Por fim, o Manifesto conclui com um “Chamado para a ação – Levante periférico por direitos e voz política” no qual se convida todas as pessoas, grupos e organizações comprometidas com a justiça social e a defesa dos direitos humanos a se juntarem ao Encontro das Periferias. Nesse Chamado, se reconhece que o “manifesto é apenas o início. Nossa luta é contínua e permanente. Sigamos em frente, com coragem e determinação. Pelas periferias, pelo Brasil, pelo futuro”.

Acreditamos que através do entendimento e engajamento nas lutas urbanas reivindicativas e afirmativas das periferias e das quebradas torna-se possível orientar as ações com a finalidade de elaborar um projeto de país e de futuro mais digno para o nosso povo. Um projeto verdadeiramente popular do Brasil, pensado de forma horizontal pelos que detêm os conhecimentos tradicionais deste território: os pobres, os da quebrada, os periféricos e as comunidades tradicionais e marginalizadas. Elas e eles são os portadores do futuro! O único futuro possível para a vida e as existências humanas no planeta Terra. Esse futuro só será construído com pessoas reunidas no Encontro de Palavras, Saberes e Lutas!

Notas[editar | editar código-fonte]

1Entendemos o agenciamento a partir do conceito criado por Gilles Deleuze e Félix Guattari (1997) segundo o qual “[t]odo agenciamento é, em primeiro lugar, territorial” (Deleuze; Guatarri, 1997, p. 218).
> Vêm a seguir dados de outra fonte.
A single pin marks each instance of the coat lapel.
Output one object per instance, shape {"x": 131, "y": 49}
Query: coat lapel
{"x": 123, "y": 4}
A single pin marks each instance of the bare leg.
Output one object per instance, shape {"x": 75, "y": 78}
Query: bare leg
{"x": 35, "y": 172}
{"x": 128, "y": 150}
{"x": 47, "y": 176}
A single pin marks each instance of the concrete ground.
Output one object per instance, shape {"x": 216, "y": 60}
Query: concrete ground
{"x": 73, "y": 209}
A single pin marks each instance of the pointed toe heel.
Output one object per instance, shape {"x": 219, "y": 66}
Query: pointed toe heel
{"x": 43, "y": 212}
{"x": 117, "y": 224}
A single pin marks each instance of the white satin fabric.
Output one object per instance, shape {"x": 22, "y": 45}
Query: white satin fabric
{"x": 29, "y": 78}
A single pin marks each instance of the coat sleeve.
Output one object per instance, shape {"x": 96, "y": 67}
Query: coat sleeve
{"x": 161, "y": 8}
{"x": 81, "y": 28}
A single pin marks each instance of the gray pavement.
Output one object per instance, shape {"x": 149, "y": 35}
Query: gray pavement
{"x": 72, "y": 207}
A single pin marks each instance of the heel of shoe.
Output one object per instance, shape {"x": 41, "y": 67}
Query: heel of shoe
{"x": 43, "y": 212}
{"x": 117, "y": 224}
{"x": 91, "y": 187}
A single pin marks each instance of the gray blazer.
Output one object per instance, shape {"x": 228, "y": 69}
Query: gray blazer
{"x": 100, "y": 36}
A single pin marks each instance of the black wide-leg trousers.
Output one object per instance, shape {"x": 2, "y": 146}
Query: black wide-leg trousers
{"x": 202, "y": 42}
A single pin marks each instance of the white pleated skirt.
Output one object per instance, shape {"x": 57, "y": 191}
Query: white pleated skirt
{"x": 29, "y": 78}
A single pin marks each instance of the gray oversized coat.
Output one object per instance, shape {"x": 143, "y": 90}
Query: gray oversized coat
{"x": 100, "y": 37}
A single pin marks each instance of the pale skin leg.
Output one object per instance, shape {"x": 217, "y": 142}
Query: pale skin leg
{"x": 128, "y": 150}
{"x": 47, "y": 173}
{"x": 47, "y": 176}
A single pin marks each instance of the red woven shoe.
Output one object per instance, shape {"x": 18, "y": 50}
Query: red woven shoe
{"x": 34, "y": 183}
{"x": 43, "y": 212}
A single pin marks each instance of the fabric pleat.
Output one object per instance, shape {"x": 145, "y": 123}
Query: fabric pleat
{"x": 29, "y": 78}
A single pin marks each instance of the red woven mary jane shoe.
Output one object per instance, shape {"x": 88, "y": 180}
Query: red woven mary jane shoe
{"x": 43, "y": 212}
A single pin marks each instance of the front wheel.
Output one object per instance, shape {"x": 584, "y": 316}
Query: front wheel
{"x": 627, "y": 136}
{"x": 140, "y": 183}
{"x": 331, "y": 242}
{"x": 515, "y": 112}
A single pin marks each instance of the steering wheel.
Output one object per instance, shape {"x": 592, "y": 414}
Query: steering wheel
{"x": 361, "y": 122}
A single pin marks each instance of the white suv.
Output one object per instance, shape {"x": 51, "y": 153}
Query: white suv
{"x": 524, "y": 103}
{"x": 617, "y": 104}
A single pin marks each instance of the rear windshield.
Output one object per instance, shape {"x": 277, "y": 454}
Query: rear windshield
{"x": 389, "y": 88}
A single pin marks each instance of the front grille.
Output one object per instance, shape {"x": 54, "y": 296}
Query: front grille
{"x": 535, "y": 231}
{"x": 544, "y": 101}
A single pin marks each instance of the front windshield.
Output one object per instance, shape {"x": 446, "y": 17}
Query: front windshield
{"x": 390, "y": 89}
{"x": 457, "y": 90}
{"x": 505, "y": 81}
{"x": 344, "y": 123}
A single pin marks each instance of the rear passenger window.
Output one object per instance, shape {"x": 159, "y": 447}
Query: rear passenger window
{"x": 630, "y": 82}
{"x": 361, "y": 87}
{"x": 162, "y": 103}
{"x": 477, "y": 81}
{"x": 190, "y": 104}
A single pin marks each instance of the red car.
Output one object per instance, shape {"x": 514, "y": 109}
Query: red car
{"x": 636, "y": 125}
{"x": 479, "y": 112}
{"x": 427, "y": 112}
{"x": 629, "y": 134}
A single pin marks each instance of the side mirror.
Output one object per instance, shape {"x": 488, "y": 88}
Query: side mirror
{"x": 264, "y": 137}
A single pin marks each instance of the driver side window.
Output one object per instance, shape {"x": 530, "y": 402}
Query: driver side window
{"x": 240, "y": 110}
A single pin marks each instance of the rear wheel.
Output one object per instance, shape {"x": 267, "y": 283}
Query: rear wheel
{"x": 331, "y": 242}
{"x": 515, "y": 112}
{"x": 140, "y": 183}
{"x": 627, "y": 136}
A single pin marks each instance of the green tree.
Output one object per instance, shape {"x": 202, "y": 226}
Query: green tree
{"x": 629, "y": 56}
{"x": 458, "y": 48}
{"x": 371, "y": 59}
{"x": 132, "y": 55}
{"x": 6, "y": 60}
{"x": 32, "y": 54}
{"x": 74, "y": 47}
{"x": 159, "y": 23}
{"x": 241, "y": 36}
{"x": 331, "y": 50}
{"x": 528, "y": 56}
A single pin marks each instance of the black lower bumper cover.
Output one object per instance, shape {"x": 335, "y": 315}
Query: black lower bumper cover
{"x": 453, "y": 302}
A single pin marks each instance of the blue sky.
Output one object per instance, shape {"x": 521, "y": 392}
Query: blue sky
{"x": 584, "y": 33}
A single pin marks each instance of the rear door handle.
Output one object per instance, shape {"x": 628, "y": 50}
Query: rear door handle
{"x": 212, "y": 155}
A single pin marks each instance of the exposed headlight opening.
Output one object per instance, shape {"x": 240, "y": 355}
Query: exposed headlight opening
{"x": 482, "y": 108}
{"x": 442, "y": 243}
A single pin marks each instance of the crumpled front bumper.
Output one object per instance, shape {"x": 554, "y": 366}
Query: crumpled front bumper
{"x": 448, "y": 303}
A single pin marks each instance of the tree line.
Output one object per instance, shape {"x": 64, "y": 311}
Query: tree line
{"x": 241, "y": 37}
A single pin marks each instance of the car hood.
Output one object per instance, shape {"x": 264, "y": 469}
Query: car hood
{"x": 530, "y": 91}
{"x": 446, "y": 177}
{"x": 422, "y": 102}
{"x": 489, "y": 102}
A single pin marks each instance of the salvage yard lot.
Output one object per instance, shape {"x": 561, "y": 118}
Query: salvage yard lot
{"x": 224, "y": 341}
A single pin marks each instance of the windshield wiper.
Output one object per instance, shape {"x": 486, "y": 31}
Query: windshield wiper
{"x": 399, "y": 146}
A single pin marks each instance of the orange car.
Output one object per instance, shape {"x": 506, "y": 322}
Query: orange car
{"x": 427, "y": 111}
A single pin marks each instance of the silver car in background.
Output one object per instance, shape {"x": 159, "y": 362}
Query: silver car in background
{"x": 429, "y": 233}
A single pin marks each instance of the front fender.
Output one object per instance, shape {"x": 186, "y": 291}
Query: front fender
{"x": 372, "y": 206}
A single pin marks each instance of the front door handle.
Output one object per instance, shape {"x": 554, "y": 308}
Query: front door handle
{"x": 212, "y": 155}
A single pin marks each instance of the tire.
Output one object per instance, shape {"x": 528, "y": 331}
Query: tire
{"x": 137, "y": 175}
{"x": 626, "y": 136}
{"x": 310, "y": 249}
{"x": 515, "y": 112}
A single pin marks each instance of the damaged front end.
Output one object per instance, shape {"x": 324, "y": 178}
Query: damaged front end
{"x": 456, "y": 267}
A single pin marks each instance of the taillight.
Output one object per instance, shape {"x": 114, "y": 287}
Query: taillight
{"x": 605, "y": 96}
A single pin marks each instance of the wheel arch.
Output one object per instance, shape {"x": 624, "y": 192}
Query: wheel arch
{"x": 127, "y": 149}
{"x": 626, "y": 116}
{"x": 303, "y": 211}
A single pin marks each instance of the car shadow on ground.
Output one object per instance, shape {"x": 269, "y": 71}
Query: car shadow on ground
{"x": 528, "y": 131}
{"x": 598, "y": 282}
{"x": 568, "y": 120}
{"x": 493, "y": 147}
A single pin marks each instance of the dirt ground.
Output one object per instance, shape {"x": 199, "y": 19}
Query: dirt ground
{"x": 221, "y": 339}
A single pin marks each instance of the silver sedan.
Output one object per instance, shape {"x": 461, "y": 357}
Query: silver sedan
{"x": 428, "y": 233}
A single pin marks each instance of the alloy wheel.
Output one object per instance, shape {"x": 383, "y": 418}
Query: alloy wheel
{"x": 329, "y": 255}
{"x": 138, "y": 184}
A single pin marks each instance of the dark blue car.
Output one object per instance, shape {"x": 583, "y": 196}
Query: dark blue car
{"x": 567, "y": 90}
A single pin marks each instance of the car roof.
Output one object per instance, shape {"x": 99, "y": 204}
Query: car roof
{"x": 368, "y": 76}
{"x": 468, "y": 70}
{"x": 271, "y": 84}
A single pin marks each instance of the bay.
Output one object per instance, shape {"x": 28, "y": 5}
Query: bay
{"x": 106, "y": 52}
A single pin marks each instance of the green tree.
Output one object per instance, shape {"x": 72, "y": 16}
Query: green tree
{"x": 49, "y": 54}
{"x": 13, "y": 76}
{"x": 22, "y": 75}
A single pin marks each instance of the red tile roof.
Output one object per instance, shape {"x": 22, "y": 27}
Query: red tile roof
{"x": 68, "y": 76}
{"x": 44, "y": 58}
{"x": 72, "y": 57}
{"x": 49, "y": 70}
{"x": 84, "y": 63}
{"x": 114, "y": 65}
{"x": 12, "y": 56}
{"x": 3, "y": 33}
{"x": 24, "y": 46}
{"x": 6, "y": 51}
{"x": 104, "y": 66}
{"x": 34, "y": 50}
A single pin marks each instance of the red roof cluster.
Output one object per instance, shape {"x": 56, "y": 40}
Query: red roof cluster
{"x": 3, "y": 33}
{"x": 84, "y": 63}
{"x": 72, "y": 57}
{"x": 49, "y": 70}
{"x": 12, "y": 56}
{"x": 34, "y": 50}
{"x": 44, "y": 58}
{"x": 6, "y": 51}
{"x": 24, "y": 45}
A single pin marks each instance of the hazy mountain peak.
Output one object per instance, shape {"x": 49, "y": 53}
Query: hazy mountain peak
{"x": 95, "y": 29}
Para esses autores, “o território cria o agenciamento” (Idem, p. 218) que se divide em “agenciamento maquínico” (o que se faz – conteúdo) e o “agenciamento de enunciação” (o que se diz – expressão). No agenciamento, os que agem criam relações, contatos, conexões e redes em realidades com sentidos e significações – DELEUZE, Gilles; GUATARRI, Félix. Mil platôs – capitalismo e esquizofrenia – vol. 5 (tradução de Peter Pál Pelbart e Janice Caiafa). São Paulo: Ed. 34, 1997.